I've actually been asked two questions here is the first one:
When starting in state 1, find the probability that state 3 is visited before state 2.
I realise that this question is similar to the one asked here, Markov Chain Reach One State Before Another, however as my transition matrix is not diagonisable I cannot use the method described in the answer. If anyone could provide a solution to this problem or an alternative method it would be massively appreciated.
The second problem is as follows:
When starting in state 1, find the probability that state 2 is never visited.
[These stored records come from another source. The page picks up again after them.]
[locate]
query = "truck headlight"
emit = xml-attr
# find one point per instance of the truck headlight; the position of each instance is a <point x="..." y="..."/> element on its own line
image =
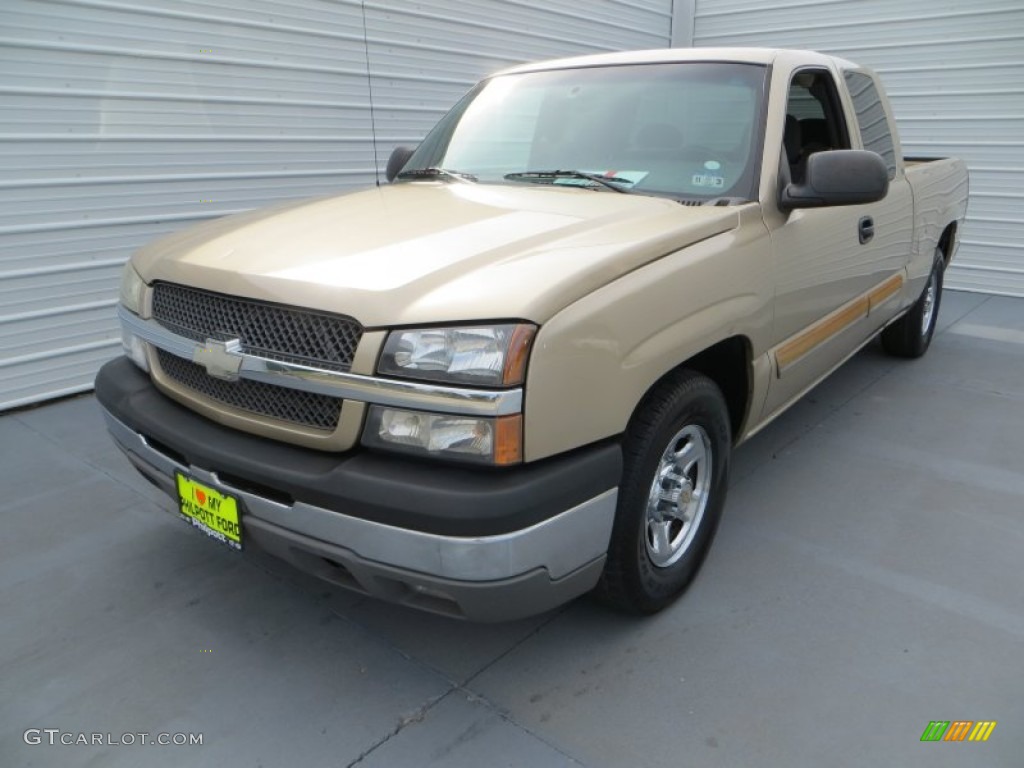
<point x="134" y="348"/>
<point x="132" y="289"/>
<point x="445" y="436"/>
<point x="481" y="355"/>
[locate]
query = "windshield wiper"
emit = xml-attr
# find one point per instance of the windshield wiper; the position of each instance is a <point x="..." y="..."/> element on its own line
<point x="608" y="181"/>
<point x="443" y="173"/>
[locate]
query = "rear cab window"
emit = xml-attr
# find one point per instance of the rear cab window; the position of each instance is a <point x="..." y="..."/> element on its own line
<point x="875" y="130"/>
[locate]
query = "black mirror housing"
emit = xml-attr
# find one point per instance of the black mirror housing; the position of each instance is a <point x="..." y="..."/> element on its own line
<point x="399" y="156"/>
<point x="840" y="177"/>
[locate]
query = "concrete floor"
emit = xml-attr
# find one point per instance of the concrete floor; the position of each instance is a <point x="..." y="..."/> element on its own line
<point x="866" y="580"/>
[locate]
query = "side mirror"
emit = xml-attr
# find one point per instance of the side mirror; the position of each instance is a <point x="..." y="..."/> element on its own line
<point x="399" y="156"/>
<point x="840" y="177"/>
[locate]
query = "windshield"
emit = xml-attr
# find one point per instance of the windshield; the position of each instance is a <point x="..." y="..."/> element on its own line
<point x="684" y="130"/>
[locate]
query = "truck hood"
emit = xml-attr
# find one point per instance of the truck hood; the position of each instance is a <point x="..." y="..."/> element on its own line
<point x="432" y="252"/>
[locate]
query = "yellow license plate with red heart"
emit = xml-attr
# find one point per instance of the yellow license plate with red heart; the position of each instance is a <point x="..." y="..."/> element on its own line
<point x="214" y="513"/>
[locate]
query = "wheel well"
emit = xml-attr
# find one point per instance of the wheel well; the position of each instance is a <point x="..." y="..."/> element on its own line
<point x="946" y="243"/>
<point x="727" y="364"/>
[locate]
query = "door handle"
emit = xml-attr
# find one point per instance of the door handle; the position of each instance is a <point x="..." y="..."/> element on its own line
<point x="865" y="229"/>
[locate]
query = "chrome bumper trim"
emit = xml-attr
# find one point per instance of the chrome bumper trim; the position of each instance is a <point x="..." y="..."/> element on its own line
<point x="559" y="545"/>
<point x="393" y="392"/>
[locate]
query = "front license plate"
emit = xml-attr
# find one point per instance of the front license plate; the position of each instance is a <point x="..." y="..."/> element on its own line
<point x="214" y="513"/>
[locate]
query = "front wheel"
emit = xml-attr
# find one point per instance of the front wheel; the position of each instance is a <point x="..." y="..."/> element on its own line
<point x="911" y="334"/>
<point x="676" y="455"/>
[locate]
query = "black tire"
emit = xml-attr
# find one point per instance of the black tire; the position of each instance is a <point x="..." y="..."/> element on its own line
<point x="680" y="418"/>
<point x="911" y="335"/>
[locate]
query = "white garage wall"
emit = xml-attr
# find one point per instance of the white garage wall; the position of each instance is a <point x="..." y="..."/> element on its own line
<point x="954" y="72"/>
<point x="121" y="121"/>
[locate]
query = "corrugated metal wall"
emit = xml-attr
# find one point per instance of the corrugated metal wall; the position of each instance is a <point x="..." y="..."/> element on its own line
<point x="122" y="121"/>
<point x="954" y="72"/>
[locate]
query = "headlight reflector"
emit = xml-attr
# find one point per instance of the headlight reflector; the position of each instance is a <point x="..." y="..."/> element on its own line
<point x="134" y="348"/>
<point x="484" y="355"/>
<point x="442" y="435"/>
<point x="132" y="289"/>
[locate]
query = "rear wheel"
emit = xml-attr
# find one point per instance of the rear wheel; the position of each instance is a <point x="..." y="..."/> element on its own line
<point x="676" y="456"/>
<point x="911" y="334"/>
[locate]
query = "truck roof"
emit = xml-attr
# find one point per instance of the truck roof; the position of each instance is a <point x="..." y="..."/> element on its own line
<point x="670" y="55"/>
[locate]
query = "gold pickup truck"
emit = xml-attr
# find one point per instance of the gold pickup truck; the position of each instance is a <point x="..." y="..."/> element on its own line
<point x="515" y="373"/>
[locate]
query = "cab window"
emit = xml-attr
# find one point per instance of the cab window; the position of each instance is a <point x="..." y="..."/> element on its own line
<point x="814" y="120"/>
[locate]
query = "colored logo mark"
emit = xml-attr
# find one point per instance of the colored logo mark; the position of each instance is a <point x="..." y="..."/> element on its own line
<point x="958" y="730"/>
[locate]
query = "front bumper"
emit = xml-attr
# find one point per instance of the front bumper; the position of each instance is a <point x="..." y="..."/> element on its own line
<point x="479" y="544"/>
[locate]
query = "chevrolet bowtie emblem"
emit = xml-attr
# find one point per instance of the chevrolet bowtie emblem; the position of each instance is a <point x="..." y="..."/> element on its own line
<point x="222" y="359"/>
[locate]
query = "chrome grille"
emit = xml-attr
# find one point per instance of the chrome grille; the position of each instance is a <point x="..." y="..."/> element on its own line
<point x="280" y="333"/>
<point x="306" y="409"/>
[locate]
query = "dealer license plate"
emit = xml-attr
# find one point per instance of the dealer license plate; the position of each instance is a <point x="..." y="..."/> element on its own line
<point x="214" y="513"/>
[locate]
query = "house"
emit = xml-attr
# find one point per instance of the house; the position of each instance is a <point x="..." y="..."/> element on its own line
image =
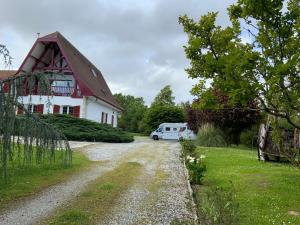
<point x="78" y="89"/>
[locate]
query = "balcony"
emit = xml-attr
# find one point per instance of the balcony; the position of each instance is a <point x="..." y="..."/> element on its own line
<point x="62" y="90"/>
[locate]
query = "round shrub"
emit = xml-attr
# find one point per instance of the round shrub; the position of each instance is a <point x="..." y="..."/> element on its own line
<point x="210" y="136"/>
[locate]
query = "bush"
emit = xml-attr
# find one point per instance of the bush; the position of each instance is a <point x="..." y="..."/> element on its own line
<point x="196" y="169"/>
<point x="188" y="147"/>
<point x="210" y="136"/>
<point x="219" y="207"/>
<point x="76" y="129"/>
<point x="249" y="137"/>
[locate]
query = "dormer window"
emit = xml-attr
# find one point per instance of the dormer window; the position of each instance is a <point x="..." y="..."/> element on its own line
<point x="94" y="72"/>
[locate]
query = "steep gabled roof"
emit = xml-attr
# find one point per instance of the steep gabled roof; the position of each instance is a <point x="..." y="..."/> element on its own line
<point x="6" y="73"/>
<point x="89" y="78"/>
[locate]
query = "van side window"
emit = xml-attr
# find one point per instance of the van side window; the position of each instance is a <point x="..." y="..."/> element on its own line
<point x="182" y="129"/>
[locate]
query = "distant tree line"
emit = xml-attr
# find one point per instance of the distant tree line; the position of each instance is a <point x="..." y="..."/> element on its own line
<point x="138" y="117"/>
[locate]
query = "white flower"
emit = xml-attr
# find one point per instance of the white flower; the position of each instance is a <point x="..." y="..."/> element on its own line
<point x="202" y="156"/>
<point x="190" y="159"/>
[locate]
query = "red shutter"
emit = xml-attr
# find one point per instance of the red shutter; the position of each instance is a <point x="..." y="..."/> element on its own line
<point x="5" y="87"/>
<point x="102" y="117"/>
<point x="76" y="112"/>
<point x="40" y="108"/>
<point x="56" y="109"/>
<point x="19" y="110"/>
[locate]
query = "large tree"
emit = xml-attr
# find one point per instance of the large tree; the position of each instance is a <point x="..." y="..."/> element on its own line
<point x="232" y="120"/>
<point x="133" y="112"/>
<point x="163" y="109"/>
<point x="265" y="67"/>
<point x="164" y="97"/>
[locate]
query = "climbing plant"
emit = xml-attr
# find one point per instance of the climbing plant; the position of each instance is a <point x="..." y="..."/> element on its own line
<point x="24" y="139"/>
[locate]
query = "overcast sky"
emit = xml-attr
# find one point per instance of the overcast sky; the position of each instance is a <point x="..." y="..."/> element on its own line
<point x="137" y="44"/>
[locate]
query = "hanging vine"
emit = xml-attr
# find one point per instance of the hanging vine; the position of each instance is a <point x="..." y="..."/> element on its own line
<point x="24" y="139"/>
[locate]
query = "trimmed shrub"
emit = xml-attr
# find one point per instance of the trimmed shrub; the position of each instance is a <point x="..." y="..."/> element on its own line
<point x="210" y="136"/>
<point x="76" y="129"/>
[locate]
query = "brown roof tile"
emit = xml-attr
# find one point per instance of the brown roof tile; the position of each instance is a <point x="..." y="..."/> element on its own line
<point x="6" y="73"/>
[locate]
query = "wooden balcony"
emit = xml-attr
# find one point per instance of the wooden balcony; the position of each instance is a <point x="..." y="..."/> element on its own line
<point x="62" y="90"/>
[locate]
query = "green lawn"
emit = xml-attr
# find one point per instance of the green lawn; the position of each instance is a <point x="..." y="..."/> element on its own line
<point x="93" y="205"/>
<point x="26" y="181"/>
<point x="266" y="192"/>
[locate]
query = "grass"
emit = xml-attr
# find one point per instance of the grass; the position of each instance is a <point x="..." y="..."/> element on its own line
<point x="266" y="192"/>
<point x="138" y="134"/>
<point x="99" y="198"/>
<point x="29" y="180"/>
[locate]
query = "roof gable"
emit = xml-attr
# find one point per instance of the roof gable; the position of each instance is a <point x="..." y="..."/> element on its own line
<point x="89" y="78"/>
<point x="6" y="74"/>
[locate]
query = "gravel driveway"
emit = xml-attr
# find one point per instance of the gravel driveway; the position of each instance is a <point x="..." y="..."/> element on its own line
<point x="159" y="195"/>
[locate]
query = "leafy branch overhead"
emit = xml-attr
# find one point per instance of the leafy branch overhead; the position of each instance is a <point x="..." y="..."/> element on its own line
<point x="265" y="67"/>
<point x="26" y="140"/>
<point x="4" y="53"/>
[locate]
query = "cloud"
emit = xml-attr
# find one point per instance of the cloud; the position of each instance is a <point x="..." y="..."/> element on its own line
<point x="136" y="44"/>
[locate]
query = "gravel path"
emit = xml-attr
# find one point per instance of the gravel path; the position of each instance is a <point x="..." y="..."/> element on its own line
<point x="159" y="195"/>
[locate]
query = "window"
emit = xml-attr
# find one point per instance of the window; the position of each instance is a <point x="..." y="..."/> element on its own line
<point x="67" y="110"/>
<point x="71" y="110"/>
<point x="35" y="108"/>
<point x="94" y="72"/>
<point x="29" y="108"/>
<point x="182" y="129"/>
<point x="104" y="117"/>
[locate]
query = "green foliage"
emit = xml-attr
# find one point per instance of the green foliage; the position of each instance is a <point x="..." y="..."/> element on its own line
<point x="20" y="138"/>
<point x="133" y="113"/>
<point x="158" y="114"/>
<point x="220" y="207"/>
<point x="85" y="130"/>
<point x="196" y="168"/>
<point x="188" y="147"/>
<point x="266" y="68"/>
<point x="249" y="137"/>
<point x="210" y="136"/>
<point x="164" y="97"/>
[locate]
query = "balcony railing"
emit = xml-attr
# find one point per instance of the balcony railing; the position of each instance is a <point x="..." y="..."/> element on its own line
<point x="62" y="90"/>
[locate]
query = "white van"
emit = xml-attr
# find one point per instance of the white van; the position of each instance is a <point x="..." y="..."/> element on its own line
<point x="172" y="131"/>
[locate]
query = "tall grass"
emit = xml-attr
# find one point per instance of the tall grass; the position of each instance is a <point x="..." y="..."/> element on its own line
<point x="210" y="136"/>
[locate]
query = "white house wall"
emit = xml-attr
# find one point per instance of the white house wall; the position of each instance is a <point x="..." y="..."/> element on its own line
<point x="90" y="108"/>
<point x="94" y="111"/>
<point x="54" y="100"/>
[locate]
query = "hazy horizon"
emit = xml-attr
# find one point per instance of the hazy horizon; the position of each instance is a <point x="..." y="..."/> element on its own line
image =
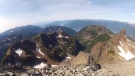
<point x="15" y="13"/>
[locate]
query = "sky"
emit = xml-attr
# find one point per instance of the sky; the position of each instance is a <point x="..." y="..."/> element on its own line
<point x="15" y="13"/>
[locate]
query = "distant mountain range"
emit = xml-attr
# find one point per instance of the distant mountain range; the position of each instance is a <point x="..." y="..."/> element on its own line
<point x="17" y="34"/>
<point x="114" y="26"/>
<point x="88" y="36"/>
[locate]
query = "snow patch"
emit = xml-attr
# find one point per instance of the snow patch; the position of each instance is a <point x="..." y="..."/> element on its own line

I don't really have any idea how to go ahead with this problem other that than I'd assume it will use a similar method to the first problem. Again I'd really appreciate any help with a method for solving this problem or a solution.
Best Answer
Starting in state $1$, you may stay in that state for some number of steps, but with probability $1$ you will eventually leave. The first step that doesn't stay in state $1$ will decide the question of which of states $2$ and $3$ get visited first. The conditional probability of going to state $3$ from state $1$ in a step, given that you are not staying in state $1$, is $0.5/(0.1+0.5) = 5/6$, so that is the probability that state $3$ is visited before state $2$.